Alabama is 11 days away from the expiration of Governor Kay Ivey’s “Safer at Home” order.

The first full weekend under Ivey’s new public health order was welcomed by many businesses granted the freedom to reopen.

Some did, some didn’t. At the Shoppes at Eastchase in Montgomery, it was reported that locally-owned stores began to reopen while several of the national chains did not. This has been a common theme in other reopening states around the country. Stores with out-of-state corporate management, many of whom are based out of New York, have yet to give the green light to its locations. This could reflect a growing disconnect between the perception of those in large, cold weather metropolitan areas and the reality in states like Alabama. For those who adhere to the “shop local” approach, now is their time.

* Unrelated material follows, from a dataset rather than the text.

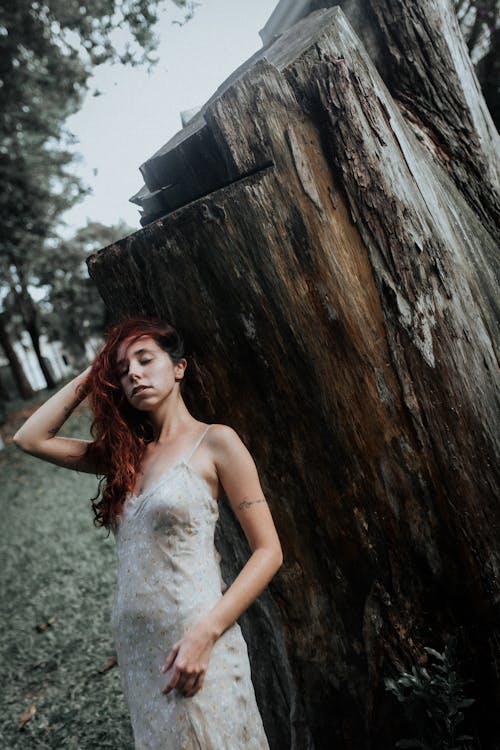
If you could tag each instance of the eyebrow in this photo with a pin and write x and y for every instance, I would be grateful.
(139, 351)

One of those people is apparently State Rep. Danny Garrett (R-Trussville) who patronized local shops and found all the safety measures you would hope to see.

Fun in the sun. Alabama’s beaches opened, and the weekend proved to be a huge success on the coast. Baldwin County’s beaches are the largest source of tourism dollars for the state, so their reopening could not have waited much longer without long-lasting damage to the economy. As it stands, state officials are predicting a $3 billion loss in tourism revenue for 2020.

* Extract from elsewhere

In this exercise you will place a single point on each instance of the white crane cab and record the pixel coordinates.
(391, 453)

Representing their constituencies. Calls for further easing of restrictions continue to roll in from around the state. On Sunday, State Rep. Wes Allen (R-Troy) posted to social media his thoughts on reopening, saying, “it’s time to allow our barbers and our salons and our churches to be able to reopen immediately.”

The City of Fairhope adopted a resolution requesting Governor Ivey adopt the recommendations in Lt. Governor Will Ainsworth’s 150-page report on reopening.

State Rep. Will Dismukes (R-Prattville) weighed in last week with his thoughts on a full reopening of Alabama’s economy, stating, “We’ve made the working men and women of Alabama suffer for far too long.”